Lev Entin shared Fedoseyev's and Mirsky's reasoning, highlighting the bourgeoisie class background of revolutionary democrats and how most of them rejected the class conception of the state and the need for a dictatorship of the proletariat. Yuri Gavrilov believed that revolutionary democrats used Marxist rhetoric, but did not actually believe in it. Ulyanovsky made clear the progressive nature of revolutionary democracy, but had a qualification: "Revolutionary democracy can be a staunch ally of the proletariat if it does not slide back to the positions of the national bourgeoisie but breaks away from them." Brutents, unlike Ulyanovsky, agreed with Fedoseyev, concluding that revolutionary democracy did not guarantee the development of socialism. He reasoned that this was due to both objective factors such as the low level of development and the class composition of the national democratic state, and subjective factors such as the ideological outlook of the revolutionary democrats.

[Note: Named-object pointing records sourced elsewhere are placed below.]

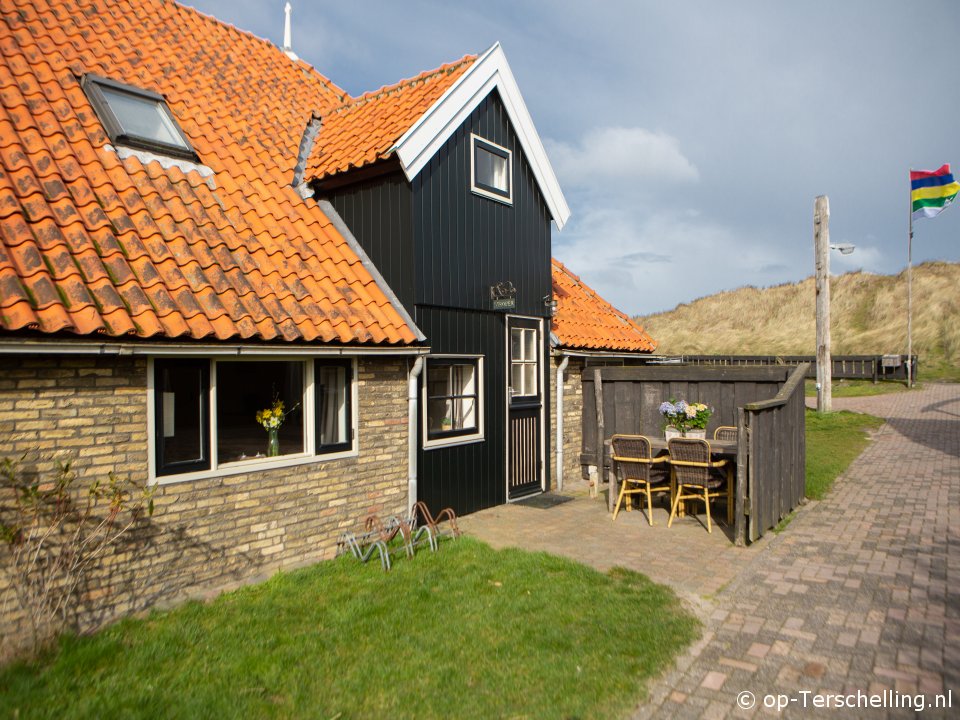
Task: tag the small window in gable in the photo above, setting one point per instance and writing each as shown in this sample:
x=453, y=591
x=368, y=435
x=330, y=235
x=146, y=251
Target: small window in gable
x=137, y=118
x=452, y=400
x=492, y=170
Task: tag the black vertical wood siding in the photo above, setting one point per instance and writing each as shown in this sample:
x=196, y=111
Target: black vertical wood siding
x=379, y=214
x=440, y=247
x=469, y=477
x=466, y=242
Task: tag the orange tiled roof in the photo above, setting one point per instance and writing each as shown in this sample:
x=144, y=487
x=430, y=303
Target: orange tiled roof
x=585, y=321
x=92, y=243
x=364, y=130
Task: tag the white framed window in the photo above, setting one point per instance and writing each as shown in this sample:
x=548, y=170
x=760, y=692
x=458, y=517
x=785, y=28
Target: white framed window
x=523, y=362
x=452, y=400
x=491, y=169
x=209, y=415
x=136, y=117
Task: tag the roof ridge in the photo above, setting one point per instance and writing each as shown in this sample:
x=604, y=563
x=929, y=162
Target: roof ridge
x=386, y=90
x=596, y=296
x=180, y=6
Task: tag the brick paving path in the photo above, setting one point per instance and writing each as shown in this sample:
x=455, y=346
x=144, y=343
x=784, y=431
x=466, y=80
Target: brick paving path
x=861, y=593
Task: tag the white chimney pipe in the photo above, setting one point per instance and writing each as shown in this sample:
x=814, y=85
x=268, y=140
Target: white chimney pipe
x=287, y=34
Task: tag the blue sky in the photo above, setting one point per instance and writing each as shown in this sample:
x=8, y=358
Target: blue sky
x=692, y=137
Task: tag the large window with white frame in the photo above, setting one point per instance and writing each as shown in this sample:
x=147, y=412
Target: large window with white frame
x=491, y=169
x=227, y=414
x=453, y=392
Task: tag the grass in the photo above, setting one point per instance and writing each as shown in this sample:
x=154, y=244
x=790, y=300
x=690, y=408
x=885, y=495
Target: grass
x=868, y=317
x=467, y=632
x=834, y=440
x=858, y=388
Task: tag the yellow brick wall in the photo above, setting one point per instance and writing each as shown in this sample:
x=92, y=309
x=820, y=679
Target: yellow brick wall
x=205, y=535
x=572, y=433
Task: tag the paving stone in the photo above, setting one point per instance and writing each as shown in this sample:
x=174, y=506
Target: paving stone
x=861, y=592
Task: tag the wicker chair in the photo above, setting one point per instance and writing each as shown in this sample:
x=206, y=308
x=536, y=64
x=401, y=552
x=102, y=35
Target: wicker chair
x=725, y=432
x=635, y=467
x=691, y=465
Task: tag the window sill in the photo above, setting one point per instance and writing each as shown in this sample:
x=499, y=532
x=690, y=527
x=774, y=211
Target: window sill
x=492, y=195
x=451, y=441
x=252, y=466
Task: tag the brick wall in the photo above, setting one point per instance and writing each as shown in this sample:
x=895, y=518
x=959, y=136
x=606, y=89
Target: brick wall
x=205, y=535
x=572, y=411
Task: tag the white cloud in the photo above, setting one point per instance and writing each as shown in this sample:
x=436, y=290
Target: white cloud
x=644, y=260
x=621, y=154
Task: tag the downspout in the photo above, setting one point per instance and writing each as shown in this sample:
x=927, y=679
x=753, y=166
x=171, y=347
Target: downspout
x=412, y=393
x=560, y=370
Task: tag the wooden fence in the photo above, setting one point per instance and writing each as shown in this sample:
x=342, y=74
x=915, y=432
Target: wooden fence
x=845, y=367
x=766, y=404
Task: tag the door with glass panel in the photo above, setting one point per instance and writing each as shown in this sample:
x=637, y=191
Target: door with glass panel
x=524, y=446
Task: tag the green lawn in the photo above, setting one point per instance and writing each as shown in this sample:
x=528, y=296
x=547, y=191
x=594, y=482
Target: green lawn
x=834, y=440
x=467, y=632
x=858, y=388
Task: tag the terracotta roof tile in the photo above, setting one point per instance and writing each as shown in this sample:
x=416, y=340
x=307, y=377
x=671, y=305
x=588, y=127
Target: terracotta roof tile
x=364, y=130
x=585, y=321
x=94, y=243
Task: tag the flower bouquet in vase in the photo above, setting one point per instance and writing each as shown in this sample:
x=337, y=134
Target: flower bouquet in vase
x=271, y=419
x=685, y=419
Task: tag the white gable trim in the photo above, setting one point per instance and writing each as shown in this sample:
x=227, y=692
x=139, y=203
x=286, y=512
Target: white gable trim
x=491, y=70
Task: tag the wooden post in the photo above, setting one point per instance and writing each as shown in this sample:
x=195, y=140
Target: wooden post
x=740, y=504
x=821, y=241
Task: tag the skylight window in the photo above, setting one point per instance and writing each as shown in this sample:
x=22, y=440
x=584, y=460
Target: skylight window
x=137, y=118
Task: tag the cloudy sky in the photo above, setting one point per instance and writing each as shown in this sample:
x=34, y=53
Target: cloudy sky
x=690, y=137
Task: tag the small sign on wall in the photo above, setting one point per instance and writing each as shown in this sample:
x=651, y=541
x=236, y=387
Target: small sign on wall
x=503, y=295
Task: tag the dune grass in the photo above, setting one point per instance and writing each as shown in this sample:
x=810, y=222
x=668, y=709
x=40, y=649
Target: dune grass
x=467, y=632
x=868, y=316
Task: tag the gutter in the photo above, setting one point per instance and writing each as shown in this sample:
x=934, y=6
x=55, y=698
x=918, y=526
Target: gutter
x=560, y=370
x=413, y=387
x=61, y=347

This paradigm came under attack from Nodari Simoniya, a Soviet orientalist theorist from Georgia, in his 1975 book, Countries of the East: Roads of Development. In the book, Simoniya denied the national liberation struggle and the national democratic revolution a special character, simply referring to it as a bourgeois revolution. That meant he did not believe these revolutions had anything innate in them to produce socialism. While thoroughly criticised in the press and within the party establishment, this debate produced a new understanding of the national democratic state and revolutionary democracy. In 1978, Semen Agaev and Inna Tatarovskaia wrote an article in the Soviet academic journal Asia and Africa that supported most of Simoniya's criticism, except the socialist potential of the non-capitalist path offered by the national democratic revolution and state. In their article, they tried to bridge the gap between those who considered national democracy as a bourgeoisie phenomenon and those who thought the national democratic state was a tool to establish socialism. Their key argument was to differentiate the national liberation struggle from the national democratic revolution. They formulated three stages: the first stage was the national liberation struggle, the second stage was the national democratic revolution, and the last stage was the socialist revolution. The national democratic state came into being after a national democratic revolution, but that state formation would have to be taken over by a revolutionary democratic elite to initiate the construction of socialism.